On les sent pas à l'aise les deux qui pénètrent, avec hésitation, le seuil de notre Union Locale, passant la porte (rouge) avec des airs de pas être à leur place. Deux jeunes. On les assoit dans le couloir, le temps que ça désengorge. Y a de tout aujourd'hui : une femme de ménage mise sous pression, un ouvrier mis à pied, une jeune femme attendant une rupture conventionnelle, et quelques autres, donnant à notre Union Locale les allures d'une salle des pas perdus. Un camarade s'approche des deux jeunes. Deux chauffeurs routiers. Ils se racontent. On sent qu'ils en bavent. Ils lancent des S.O.S. avec leurs yeux paniqués. C'est que le patron les menace, les engueule, les entourloupe, matin, midi et soir, par textos, coups de fils et coups de gueule en live. Ils font des heures. Des heures et des heures. Non-respect des temps de coupure, la convention collective aux chiottes, le Code du Travail à la poubelle. Ce patron est manifestement macronnien.

Et pour oublier ce qu'il est, il boit. Trop. Les deux jeunes salariés le ramassent parfois, au dépôt, où il a fait du dégât en voulant rentrer les camions... On les devine marqués par cette violence quotidienne les deux... Alors notre camarade, un peu pressé et habitué de ce genre de situations, leur dit comme ça dans le couloir : "Vous notez tout, dans le détail, vous revenez, je vous fais un courrier de mise en demeure pour qu'il paye, respecte le droit et cesse de vous violenter. On lui laisse huit jours. Il répondra pas, alors vous voyez notre avocat et on dépose le dossier aux Prud'hommes. Bien sûr, faudra vous syndiquer."

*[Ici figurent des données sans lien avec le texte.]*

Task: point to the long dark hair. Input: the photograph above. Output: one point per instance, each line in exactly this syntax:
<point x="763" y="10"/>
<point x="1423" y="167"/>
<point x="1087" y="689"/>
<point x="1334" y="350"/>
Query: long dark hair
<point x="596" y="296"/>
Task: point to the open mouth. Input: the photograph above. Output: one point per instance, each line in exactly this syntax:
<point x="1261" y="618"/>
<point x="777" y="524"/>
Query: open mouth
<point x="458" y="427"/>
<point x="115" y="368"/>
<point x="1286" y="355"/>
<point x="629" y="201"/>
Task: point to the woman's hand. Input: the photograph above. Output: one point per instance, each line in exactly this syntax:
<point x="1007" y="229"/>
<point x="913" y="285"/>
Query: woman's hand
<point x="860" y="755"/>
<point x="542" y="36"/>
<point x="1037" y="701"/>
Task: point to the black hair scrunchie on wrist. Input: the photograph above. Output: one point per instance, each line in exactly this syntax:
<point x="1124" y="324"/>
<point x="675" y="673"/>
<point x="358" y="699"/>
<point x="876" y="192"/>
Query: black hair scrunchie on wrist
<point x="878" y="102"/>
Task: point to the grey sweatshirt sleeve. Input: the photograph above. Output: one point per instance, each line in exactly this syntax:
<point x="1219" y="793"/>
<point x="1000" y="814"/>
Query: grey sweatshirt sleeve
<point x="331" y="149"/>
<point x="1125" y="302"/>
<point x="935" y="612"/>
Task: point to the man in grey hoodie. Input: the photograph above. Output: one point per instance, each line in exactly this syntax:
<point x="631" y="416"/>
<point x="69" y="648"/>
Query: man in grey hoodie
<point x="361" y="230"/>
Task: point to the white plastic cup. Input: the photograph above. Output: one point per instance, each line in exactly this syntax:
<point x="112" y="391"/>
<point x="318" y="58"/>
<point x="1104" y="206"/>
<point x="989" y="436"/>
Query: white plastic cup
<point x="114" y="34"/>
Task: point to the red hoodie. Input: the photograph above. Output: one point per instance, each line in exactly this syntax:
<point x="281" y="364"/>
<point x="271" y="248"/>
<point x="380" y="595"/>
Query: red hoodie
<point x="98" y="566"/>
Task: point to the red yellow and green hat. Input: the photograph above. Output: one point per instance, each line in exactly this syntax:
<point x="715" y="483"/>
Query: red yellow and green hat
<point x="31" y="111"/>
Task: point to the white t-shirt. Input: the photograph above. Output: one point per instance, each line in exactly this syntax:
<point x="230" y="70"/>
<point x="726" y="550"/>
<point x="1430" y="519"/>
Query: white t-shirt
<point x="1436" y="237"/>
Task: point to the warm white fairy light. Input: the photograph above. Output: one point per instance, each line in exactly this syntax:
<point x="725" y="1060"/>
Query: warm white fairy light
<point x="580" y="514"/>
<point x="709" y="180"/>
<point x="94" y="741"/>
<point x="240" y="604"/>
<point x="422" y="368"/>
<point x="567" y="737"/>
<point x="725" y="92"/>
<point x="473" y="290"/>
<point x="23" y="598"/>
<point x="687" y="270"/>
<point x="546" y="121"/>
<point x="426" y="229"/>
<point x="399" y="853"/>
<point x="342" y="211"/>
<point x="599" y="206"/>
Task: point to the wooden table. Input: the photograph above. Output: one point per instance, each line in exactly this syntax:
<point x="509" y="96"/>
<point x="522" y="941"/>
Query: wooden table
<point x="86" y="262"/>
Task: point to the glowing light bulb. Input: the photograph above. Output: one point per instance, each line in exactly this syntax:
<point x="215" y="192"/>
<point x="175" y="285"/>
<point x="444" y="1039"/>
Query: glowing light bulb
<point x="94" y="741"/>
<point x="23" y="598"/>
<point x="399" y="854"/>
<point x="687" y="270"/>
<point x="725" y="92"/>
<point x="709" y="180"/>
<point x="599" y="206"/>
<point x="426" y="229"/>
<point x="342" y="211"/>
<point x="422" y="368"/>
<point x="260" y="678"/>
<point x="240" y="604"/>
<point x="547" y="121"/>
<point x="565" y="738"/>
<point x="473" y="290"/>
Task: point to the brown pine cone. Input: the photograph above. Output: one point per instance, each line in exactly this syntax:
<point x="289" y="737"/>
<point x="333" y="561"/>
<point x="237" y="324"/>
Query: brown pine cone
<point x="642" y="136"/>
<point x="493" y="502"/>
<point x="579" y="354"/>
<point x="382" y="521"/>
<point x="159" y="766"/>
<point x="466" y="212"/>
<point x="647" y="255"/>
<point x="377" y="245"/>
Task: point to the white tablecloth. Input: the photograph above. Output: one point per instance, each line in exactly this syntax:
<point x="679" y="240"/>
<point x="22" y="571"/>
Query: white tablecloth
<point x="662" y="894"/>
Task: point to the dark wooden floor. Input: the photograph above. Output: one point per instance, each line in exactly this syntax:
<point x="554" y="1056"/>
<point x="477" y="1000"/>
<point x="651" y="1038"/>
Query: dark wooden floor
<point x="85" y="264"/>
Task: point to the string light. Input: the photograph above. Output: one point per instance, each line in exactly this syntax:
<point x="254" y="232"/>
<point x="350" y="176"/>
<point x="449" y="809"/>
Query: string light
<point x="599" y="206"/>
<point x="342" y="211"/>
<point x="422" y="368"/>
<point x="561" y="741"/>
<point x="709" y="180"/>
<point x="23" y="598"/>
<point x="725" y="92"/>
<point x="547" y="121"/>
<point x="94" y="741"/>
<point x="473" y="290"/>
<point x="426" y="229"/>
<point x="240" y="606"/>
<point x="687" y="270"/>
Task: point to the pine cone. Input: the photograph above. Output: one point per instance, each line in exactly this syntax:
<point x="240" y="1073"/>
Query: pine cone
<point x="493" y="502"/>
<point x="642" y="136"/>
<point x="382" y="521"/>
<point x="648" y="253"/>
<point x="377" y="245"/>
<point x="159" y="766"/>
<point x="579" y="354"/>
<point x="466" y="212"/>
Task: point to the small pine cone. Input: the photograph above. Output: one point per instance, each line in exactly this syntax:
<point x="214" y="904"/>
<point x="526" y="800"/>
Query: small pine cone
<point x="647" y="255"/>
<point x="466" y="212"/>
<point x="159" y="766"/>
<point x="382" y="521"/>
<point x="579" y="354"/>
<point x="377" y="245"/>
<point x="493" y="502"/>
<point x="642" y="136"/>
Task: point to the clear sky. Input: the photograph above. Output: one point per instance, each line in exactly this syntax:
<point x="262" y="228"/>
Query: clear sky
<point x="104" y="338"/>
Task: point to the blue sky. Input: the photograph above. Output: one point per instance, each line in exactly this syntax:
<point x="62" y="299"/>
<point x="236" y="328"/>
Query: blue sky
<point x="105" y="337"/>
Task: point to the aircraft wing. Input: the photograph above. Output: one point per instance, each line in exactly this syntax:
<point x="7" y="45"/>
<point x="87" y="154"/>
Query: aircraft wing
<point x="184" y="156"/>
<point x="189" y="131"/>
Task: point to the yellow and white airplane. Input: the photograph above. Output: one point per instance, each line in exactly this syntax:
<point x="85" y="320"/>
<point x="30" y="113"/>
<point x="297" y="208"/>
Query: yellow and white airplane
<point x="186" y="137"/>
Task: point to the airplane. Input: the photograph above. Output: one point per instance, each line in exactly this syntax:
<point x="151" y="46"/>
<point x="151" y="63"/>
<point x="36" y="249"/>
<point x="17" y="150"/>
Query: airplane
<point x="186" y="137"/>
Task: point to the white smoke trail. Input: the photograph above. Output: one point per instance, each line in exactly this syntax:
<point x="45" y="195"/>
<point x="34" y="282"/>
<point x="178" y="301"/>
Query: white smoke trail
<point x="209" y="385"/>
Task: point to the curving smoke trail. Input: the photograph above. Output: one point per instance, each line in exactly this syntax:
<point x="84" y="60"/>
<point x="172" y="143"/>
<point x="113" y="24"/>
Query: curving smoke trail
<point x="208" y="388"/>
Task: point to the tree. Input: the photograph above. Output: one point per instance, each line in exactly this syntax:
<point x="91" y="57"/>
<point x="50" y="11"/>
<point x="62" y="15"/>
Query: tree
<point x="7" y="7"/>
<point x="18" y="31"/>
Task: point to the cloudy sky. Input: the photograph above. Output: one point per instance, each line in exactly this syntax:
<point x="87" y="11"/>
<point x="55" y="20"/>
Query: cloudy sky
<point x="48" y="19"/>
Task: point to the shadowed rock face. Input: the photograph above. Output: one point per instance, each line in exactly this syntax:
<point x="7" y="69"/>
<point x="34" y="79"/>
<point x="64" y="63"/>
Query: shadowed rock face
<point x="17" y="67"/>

Bien rassurés sur leur bon droit et satisfaits de l'écoute et du conseil, ils s'apprêtent à prendre congé quand l'un des deux, le plus jeune, demande au camarade : "Et on est obligés de se syndiquer ?" Là, le camarade inspire fortement, regarde le bureau dans lequel une autre camarade s'échine depuis une heure à construire un dossier pour la femme de ménage. Quand celle-ci pleure, notre camarade pleure aussi. Elle prend des notes avec dans ses bras, son nouveau-né. Image sacrée du militantisme. D'ailleurs y a toujours des gosses dans cette baraque... "Non, t'es pas obligé de te syndiquer, tu peux aller voir un avocat en ville. Ici c'est pas une institution, on n'est pas payés pour faire ça ! 120 ans qu'on se bagarre pour changer de société ! Les congés, la Sécu, les retraites, c'est nous ! Alors quand on défend des gens comme toi, on leur demande d'adhérer, tu comprends ? D'adhérer à ça, tu comprends ? Mais t'es pas obligé, tu peux préférer l'autre côté."

C'est clair, ça leur paraît impossible que les gens se battent pour changer les choses et qu'au milieu, il y eux, des gens aussi, et que leurs problèmes puissent faire partie d'un problème plus gros encore... Ils repartent comme ils sont venus, avec un bulletin d'adhésion dans les mains... Ils vont sans doute aller chercher ailleurs une solution gratuite... Et revenir finalement, avec leur bulletin d'adhésion dûment rempli...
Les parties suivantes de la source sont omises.